What do you think? Is this a goofy, cheaper alternative, or am I biased based on some semiotics of competency that I haven’t articulated yet?

Magazines Find Ways to Include Unconventional Elements in Deals With Marketers

The New York Times reports on the results of a project I was involved in last year.

And Rodale has signed a deal with the Westin lodging chain with a lengthy list of unconventional elements.

For example, editors of a Rodale magazine, Runner’s World, are training employees of Westin hotels to be ‘running concierges,’ helping guests navigate local streets or parks with customized maps bearing the Westin and Runner’s World brands.

Westin will become the sponsor of Runner’s World races around the world.

Also, Westin guests will find in their rooms free copies of Rodale magazines and copies of Rodale books available for purchase like bathrobes.

Also in the rooms will be offers for discounts on Rodale books like ‘Lance Armstrong: Images of a Champion’ and ‘Eat Smart, Play Hard,’ as well as discount offers for subscriptions to Rodale magazines like Best Life, Bicycling, Men’s Health and Women’s Health along with Runner’s World. (Rodale employees are also being offered discounts on rooms at Westin hotels.)

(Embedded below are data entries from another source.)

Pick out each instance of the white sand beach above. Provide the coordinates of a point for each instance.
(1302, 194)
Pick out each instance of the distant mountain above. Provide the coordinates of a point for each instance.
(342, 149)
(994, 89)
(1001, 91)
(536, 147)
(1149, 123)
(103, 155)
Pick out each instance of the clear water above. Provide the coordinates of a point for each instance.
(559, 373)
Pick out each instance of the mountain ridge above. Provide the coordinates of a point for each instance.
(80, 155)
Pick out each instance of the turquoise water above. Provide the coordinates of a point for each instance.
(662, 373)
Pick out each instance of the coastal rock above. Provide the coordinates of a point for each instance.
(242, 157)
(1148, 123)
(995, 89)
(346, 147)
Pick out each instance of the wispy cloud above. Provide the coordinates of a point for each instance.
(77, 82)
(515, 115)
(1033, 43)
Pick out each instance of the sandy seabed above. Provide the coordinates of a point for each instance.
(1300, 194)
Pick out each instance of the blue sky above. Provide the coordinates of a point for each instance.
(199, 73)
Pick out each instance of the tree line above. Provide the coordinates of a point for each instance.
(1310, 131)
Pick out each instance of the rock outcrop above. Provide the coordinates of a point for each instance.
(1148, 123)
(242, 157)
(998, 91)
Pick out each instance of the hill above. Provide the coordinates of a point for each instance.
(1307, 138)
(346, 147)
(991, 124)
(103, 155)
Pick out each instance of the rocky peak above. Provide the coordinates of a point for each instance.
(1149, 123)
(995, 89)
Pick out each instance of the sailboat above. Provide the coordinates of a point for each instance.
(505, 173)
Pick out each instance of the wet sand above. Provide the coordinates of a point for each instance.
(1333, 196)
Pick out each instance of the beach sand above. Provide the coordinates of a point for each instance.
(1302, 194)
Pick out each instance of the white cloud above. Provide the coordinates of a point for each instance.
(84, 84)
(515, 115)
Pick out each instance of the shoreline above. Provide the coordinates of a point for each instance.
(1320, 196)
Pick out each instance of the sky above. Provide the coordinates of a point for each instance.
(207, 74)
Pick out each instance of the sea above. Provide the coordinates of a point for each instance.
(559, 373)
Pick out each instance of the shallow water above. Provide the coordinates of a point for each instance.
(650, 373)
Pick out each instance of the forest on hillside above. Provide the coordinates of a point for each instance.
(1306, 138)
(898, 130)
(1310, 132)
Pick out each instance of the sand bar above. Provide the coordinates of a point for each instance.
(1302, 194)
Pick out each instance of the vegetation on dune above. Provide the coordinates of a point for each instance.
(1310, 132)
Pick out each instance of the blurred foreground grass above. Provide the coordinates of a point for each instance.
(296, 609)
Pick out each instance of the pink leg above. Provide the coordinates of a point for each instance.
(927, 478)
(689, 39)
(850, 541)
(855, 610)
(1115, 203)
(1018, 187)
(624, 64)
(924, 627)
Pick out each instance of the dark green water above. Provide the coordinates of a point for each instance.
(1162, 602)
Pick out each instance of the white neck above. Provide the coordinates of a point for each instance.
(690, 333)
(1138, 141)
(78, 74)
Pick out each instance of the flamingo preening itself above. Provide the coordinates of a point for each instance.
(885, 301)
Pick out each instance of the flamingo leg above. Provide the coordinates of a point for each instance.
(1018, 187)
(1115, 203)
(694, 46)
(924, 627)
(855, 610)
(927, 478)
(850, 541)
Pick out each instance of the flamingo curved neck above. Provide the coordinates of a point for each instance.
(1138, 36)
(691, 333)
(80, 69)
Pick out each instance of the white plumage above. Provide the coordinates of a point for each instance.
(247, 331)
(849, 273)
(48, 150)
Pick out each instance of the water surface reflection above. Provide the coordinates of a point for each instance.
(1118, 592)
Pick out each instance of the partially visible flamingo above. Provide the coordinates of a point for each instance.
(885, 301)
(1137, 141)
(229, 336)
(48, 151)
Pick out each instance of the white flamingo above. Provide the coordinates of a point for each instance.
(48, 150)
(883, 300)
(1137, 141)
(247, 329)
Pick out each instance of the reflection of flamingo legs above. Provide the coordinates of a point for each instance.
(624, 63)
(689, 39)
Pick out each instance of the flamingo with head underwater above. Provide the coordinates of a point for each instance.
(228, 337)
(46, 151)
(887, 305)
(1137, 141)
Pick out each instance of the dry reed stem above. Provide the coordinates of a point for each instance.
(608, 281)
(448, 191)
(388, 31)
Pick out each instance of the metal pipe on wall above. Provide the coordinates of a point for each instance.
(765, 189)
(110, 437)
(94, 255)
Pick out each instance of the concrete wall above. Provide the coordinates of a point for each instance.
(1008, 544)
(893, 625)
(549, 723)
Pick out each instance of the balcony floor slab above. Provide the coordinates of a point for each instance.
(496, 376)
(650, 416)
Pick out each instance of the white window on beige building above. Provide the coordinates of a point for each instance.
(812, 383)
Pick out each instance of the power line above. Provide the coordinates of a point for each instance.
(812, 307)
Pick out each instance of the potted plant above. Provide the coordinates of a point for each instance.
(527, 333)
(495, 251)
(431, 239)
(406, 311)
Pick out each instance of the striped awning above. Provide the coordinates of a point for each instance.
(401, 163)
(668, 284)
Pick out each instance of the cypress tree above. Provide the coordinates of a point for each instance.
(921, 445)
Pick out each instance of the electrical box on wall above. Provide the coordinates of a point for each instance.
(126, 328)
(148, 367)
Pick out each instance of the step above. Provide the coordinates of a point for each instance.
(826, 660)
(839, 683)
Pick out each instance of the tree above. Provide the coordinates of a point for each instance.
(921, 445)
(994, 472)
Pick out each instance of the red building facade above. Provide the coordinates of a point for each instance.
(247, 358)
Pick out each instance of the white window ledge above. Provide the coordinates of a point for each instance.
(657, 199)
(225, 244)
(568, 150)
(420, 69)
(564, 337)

Interestingly, the client was neither of these companies; the client was an technology firm looking to help Starwood (the parent of Westin) improve the gym experience for their guests. As part of their offering to Starwood, this IT company brought in a user-centered/innovation/design-y/ethnographic (etc.) methodology that led to a number of recomendations, not all of which would make use of the IT that the client wanted to develop/sell. The focus was on the overall experience.

As so often happens, since my consulting work takes place in the very early stages, it’s hard to find out what happened with a project, and here I happened to stumble upon this story in the newspaper.